Melihat tatapan tulus Pei Qian, Ma Yang yakin Pei Qian sama sekali tak sedang bercanda.
Ia benar-benar serius!
Tangan Ma Yang bergetar halus, “Qian... aku... aku...”
Pei Qian menepuk pundaknya, “Tak perlu banyak bicara, aku paham.”
“Tapi... aku ini sendirian, tak punya apa-apa...” Ma Yang tampak ragu.
“Kau punya uang, apalagi yang kurang? Kalau butuh orang, rekrut saja! Tak perlu khawatir, Tenda sekarang sedang berkembang pesat, dua gim kita laris manis. Kau kerjakan saja dengan berani, aku yang menanggung semua risikonya, takut apa?”
“Kalau begitu, berapa besar anggaran yang bisa kudapat?” tanya Ma Yang.
“Anggaran? Tidak ada batas atas!” Pei Qian melambaikan tangan dengan penuh semangat, “Butuh berapa saja, bilang saja! Tapi harus lapor dulu, soalnya perputaran dana juga butuh waktu.”
Ma Yang mengangguk bersemangat, “Baik! Aku pasti akan menyelesaikan tugas ini!”
“Bagus, mulai persiapkan sekarang. Buat dulu proposal kasarnya.
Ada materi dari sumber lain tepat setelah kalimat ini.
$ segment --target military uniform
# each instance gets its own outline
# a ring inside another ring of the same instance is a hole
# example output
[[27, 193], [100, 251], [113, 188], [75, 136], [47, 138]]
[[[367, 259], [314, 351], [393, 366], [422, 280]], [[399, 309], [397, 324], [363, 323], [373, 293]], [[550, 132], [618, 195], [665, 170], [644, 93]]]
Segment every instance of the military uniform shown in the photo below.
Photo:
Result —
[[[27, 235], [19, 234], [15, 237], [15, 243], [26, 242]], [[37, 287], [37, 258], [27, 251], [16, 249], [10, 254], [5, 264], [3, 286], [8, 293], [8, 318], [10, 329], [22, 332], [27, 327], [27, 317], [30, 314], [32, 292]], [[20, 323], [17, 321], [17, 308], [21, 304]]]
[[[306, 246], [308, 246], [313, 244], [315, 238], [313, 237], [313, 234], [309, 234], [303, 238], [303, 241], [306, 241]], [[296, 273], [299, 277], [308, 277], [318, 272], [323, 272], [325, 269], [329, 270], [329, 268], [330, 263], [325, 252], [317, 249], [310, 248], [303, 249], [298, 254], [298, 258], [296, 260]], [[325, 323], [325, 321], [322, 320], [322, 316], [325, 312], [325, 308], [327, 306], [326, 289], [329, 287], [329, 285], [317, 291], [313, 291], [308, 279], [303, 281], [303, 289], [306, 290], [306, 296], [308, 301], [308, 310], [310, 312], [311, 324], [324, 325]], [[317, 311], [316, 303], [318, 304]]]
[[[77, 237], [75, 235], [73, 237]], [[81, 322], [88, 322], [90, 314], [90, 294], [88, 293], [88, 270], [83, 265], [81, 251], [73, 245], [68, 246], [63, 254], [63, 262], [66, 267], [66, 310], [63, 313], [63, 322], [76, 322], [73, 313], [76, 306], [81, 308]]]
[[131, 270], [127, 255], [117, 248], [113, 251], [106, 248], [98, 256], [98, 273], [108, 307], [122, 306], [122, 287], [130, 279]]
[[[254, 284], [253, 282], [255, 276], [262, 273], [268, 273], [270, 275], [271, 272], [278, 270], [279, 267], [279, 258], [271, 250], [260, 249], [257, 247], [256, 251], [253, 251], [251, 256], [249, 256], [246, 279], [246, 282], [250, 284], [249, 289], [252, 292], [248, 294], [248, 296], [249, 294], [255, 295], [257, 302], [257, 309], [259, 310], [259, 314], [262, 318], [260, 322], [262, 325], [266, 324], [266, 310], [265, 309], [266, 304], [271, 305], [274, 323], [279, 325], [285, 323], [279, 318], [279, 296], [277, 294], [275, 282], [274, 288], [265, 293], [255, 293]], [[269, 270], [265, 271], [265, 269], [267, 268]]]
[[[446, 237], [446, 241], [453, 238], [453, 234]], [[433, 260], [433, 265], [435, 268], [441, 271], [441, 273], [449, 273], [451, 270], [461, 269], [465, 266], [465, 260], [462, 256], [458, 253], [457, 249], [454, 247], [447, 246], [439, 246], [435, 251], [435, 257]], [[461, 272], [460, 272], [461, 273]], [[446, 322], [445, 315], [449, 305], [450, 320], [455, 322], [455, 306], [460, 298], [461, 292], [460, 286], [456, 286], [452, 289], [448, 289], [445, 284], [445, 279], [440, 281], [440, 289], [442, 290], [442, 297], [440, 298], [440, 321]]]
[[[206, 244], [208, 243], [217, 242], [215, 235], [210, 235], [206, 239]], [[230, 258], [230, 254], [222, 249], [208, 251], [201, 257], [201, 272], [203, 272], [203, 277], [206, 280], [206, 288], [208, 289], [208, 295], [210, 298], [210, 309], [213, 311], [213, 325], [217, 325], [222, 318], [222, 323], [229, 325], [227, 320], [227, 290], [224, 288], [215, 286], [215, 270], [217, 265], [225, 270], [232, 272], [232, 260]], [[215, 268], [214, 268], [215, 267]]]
Ingat, Tenda ingin melakukan sesuatu yang besar, bahkan untuk toko fisik pun, tidak boleh seperti warnet biasa, mengerti?”
“Standar renovasinya harus setara dengan kantor kita, jangan sampai kalah kelas!”
Pei Qian mengingatkan berkali-kali.
Ma Yang menepuk dada, “Tenang, serahkan padaku!”
Ma Yang pun keluar ruangan.
Pei Qian menatap punggung Ma Yang yang pergi, tak kuasa menahan perasaan.
Benar saja, orang luar memang tak bisa diandalkan.
Akhirnya, tetap harus mengandalkan saudara sendiri!
Kegagalan “Benteng Laut” sebagian besar karena Pei Qian terlalu percaya pada Huang Sibo dan Bao Xu.
Andai sejak awal proyek itu diserahkan pada Ma Yang, mungkin hasilnya akan berbeda!
Sekarang, Huang Sibo sudah membawa satu juta untuk mengurusi hal lain, sementara Bao Xu dipaksa mengambil cuti berbayar.
Proyek gim diserahkan ke Lü kecil, urusan warnet diserahkan pada Ma Yang.
Waktu itu, Pei Qian harus berjuang keras agar bisa menghabiskan uang, barulah akhirnya berhasil rugi dua puluhan ribu.
Baru sedikit merasakan nikmatnya, tapi masih jauh dari cukup!
Nanti saat perhitungan berikutnya, asalkan Pei Qian bisa mengatur dana sistem tetap di angka dua puluh hingga tiga puluh ribu saja, maka seketika itu juga dana masuk bisa melonjak tujuh hingga delapan puluh ribu, membayangkannya saja sudah menggembirakan!
Saat itu tiba, semua barang yang dulu dilarang sistem untuk dibeli, bisa langsung didapatkan sepuasnya!